The high density of the vines (more than 5000 plants per hectare), the selection of the best clones, the most suitable rootstocks and the care with which we follow the vines, from the dry pruning to the harvest which is completely carried out by hand, allow us to obtain grapes of great concentration and balance. The variability of alchemy between exposure and composition of our soils allows us to draw on all of the varietal nuances, from the fresh and flowery notes to those richer in tannin and structure.
In the cellar:
The berries are taken to the cellar after being picked and are placed in stainless steel vats at a controlled temperature to ferment. The vinification process includes various delestage and pumping over procedures. The aim is the complete extraction of the noble compounds from the pomace. Then follows a period (which varies according to the vintage) of post-fermentation maceration to complete the sensory characteristics.

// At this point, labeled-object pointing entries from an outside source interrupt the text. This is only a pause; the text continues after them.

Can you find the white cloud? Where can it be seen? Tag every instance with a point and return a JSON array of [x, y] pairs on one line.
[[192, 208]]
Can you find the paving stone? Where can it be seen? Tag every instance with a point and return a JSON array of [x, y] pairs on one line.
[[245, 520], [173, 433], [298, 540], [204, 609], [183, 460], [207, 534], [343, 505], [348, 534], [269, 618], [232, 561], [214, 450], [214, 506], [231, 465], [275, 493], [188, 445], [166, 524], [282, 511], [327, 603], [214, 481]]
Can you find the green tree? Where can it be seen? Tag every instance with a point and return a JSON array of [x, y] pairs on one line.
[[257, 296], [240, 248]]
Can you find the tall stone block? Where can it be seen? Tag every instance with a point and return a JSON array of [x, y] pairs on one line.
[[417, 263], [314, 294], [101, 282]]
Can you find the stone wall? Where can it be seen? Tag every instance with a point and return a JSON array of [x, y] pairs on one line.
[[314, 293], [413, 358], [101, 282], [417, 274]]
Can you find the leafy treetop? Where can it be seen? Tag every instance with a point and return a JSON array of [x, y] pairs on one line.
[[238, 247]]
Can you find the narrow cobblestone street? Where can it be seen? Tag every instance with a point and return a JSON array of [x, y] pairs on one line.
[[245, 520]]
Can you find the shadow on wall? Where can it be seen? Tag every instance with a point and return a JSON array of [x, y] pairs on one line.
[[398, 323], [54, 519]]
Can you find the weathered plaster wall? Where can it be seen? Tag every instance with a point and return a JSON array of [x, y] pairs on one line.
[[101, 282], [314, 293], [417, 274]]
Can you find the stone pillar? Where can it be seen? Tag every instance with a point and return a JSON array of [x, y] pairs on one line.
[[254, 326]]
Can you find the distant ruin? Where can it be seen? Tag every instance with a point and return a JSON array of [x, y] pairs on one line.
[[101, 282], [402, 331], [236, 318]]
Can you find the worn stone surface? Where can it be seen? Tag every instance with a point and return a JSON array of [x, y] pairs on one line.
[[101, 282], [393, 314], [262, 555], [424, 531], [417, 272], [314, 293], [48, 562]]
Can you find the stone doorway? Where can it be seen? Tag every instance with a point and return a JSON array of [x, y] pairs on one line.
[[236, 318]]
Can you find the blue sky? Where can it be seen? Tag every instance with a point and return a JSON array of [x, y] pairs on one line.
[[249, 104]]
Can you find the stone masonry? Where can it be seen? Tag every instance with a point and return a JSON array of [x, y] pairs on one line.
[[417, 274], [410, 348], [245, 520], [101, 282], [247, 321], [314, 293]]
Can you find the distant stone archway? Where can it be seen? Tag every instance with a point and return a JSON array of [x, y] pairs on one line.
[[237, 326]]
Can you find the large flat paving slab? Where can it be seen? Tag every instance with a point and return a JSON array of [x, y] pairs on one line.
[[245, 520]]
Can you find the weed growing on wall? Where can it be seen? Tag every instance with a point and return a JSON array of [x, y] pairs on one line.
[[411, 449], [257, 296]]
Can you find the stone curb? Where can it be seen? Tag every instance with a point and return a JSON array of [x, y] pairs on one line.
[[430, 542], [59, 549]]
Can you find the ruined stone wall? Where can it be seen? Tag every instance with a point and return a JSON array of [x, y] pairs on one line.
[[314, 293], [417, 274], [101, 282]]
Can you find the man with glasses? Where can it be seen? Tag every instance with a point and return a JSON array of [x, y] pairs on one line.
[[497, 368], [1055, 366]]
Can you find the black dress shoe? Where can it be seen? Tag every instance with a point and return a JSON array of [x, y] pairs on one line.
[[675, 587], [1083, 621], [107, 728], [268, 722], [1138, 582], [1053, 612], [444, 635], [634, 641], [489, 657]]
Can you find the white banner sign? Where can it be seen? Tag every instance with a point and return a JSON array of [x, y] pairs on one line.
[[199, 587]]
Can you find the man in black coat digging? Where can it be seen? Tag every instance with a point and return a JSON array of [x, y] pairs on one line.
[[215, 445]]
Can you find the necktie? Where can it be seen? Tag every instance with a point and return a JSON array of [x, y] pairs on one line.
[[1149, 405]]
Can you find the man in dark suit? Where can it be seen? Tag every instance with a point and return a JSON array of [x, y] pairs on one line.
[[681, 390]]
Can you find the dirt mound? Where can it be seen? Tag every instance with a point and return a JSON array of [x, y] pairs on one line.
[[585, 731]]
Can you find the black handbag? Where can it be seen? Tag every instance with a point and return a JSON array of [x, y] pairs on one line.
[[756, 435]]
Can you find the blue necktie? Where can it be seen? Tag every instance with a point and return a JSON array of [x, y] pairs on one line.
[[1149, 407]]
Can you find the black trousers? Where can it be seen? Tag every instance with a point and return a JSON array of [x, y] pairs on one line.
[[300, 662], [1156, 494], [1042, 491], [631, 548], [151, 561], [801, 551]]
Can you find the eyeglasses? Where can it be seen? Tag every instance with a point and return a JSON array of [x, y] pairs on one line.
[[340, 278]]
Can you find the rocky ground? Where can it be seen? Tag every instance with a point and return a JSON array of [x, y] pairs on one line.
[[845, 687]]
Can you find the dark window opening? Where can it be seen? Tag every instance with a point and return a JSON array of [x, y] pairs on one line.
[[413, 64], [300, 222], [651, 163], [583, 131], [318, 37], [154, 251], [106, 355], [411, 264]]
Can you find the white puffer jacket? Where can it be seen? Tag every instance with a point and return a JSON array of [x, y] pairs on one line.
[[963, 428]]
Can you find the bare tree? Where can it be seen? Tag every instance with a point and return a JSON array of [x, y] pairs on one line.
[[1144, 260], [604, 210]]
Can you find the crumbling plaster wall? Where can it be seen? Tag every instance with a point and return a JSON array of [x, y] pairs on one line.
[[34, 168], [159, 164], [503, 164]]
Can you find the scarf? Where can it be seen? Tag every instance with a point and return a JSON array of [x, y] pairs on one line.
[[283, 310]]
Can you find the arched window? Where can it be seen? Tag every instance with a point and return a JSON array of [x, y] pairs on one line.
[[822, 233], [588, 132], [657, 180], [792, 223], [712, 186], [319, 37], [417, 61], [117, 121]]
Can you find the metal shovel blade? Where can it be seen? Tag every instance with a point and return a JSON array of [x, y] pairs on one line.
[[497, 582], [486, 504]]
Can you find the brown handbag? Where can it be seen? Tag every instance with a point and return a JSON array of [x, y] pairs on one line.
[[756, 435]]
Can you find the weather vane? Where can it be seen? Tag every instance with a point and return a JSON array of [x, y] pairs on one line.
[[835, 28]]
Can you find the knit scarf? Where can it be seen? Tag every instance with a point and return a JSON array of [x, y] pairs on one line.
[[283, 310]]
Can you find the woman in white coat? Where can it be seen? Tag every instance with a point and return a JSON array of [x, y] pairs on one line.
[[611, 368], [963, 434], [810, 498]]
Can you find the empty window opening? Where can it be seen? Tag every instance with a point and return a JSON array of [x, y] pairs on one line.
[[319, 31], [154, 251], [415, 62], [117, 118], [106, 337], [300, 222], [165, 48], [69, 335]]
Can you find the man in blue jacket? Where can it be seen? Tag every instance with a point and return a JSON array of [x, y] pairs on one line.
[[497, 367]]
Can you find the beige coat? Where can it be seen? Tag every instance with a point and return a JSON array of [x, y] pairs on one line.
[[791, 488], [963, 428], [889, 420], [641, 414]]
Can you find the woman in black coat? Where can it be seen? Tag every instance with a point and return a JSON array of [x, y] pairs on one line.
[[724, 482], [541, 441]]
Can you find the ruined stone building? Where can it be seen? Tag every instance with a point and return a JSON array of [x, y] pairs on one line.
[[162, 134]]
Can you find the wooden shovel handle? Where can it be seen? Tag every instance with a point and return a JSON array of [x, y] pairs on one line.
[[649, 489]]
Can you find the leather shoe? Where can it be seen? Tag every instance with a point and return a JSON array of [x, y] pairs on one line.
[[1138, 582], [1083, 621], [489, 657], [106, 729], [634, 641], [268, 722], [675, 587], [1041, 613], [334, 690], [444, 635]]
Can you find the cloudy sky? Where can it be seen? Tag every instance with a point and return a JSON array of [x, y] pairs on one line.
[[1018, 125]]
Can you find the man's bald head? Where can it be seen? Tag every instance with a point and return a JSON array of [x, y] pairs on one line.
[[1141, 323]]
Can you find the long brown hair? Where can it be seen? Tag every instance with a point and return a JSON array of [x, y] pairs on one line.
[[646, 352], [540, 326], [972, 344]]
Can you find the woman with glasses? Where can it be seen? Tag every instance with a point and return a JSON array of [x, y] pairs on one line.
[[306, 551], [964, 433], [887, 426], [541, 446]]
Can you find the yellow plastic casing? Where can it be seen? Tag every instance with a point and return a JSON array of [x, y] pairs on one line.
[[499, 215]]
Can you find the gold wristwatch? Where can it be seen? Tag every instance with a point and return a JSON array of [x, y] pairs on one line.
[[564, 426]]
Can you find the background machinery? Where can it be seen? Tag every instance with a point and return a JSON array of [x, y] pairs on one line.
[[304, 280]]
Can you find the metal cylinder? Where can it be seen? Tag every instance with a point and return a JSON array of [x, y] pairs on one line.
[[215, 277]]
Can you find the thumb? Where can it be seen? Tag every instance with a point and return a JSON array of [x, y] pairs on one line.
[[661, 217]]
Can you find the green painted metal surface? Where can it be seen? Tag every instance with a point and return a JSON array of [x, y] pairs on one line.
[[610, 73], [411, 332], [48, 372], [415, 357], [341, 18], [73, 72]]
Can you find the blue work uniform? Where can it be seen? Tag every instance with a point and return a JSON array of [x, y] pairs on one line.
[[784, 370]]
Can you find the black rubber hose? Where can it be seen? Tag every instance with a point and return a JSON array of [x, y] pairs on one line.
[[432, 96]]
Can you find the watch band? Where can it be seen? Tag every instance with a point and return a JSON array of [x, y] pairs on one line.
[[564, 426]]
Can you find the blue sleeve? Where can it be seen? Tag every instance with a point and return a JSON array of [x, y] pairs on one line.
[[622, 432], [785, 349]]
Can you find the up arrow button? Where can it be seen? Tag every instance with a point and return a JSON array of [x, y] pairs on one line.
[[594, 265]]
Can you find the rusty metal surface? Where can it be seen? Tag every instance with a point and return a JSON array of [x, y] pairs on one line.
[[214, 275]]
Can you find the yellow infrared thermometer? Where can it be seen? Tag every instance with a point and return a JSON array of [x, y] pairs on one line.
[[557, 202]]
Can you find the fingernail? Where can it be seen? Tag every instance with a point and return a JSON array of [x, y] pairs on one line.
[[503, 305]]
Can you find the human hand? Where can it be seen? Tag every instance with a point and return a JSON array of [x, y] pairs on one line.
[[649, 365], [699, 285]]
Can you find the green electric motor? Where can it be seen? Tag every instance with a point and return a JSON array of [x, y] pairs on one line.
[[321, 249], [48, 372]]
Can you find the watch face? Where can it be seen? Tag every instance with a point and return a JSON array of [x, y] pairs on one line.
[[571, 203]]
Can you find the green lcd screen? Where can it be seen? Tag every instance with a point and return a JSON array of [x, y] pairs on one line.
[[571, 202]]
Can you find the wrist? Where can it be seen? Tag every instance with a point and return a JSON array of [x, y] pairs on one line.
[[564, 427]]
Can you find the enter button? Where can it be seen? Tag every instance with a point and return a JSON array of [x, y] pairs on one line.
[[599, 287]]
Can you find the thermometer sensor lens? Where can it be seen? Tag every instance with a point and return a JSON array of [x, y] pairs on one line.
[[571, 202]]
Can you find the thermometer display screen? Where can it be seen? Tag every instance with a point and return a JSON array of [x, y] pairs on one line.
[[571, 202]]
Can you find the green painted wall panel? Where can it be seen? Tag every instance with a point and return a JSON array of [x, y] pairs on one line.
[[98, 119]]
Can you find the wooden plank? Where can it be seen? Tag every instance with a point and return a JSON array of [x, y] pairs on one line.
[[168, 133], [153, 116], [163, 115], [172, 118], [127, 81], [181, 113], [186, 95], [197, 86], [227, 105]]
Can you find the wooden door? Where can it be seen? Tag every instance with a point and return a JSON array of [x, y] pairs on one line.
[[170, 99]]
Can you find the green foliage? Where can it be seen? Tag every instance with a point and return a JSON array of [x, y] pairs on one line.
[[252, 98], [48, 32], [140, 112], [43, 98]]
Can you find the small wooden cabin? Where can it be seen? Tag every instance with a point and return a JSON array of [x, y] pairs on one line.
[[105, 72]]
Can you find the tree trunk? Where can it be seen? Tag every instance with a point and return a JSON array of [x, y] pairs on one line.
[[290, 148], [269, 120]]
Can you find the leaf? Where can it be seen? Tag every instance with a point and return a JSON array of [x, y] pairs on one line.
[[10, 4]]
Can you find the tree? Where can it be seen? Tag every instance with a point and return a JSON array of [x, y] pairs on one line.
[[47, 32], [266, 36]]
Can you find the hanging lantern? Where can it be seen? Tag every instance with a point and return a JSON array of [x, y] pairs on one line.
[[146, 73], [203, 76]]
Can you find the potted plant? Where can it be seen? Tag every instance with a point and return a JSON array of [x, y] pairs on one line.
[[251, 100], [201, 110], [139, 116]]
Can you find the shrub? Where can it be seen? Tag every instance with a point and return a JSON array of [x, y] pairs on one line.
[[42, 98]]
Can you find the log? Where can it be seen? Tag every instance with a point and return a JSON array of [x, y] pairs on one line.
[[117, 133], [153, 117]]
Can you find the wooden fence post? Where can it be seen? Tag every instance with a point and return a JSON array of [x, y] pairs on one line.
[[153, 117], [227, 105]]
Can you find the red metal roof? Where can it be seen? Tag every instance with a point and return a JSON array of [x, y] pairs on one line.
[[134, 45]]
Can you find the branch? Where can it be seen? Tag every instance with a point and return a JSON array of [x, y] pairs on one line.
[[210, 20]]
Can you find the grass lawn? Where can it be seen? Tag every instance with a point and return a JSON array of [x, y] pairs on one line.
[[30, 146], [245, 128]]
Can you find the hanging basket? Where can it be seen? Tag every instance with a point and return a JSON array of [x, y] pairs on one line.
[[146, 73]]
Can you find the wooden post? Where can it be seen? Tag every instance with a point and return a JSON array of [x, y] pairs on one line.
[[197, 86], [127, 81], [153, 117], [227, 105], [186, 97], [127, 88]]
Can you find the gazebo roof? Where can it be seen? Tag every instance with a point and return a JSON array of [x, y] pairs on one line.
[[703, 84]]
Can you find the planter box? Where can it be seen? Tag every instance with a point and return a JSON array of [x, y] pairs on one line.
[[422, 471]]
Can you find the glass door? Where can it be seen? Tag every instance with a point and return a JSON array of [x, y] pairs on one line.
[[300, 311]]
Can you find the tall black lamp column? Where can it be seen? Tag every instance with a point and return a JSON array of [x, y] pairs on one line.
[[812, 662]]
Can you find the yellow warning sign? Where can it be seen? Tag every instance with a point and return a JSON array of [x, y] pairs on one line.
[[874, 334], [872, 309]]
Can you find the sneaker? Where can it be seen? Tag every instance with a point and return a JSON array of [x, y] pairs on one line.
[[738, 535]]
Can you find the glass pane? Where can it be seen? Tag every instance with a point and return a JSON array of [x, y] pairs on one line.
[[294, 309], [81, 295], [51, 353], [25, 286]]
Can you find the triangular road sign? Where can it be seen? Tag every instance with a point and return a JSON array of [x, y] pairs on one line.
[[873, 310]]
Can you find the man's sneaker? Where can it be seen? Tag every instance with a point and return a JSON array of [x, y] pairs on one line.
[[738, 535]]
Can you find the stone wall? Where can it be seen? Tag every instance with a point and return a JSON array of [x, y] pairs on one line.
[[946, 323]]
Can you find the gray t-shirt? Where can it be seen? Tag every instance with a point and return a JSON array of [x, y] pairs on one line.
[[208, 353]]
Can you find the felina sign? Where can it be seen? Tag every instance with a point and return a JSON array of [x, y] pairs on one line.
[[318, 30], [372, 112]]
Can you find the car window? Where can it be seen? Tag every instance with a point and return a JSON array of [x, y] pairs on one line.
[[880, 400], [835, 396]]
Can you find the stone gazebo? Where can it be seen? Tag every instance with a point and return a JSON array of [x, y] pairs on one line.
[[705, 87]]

Following this the wine completely undergoes malolactic fermentation in steel.
The wine:
This Sangiovese is an aromatic and intense red capable of combining a rich tannic structure with a fresh elegant drink and here the more flowery parcels and those rich in primary aromas blend to make the wine versatile and extremely enjoyable.
Technical data:
Grapes: 90% Sangiovese, 10% Merlot.
Elevation of vineyards: between 150m and 350m above sea level.
Terrain: calcareous clay.
Trimming method: spur cordon.
Vine density: over 5000 per hectare.
Production per hectare: 70qt.
Wine yield: 65%.
Harvesting time: Merlot at the end of August, Sangiovese from mid-September to the beginning of October.
Alcoholic fermentation: In steel for 10-15 days.
Malolactic fermentation: carried out entirely in steel.
Ageing: 10 months in steel and a further 6 months in bottles.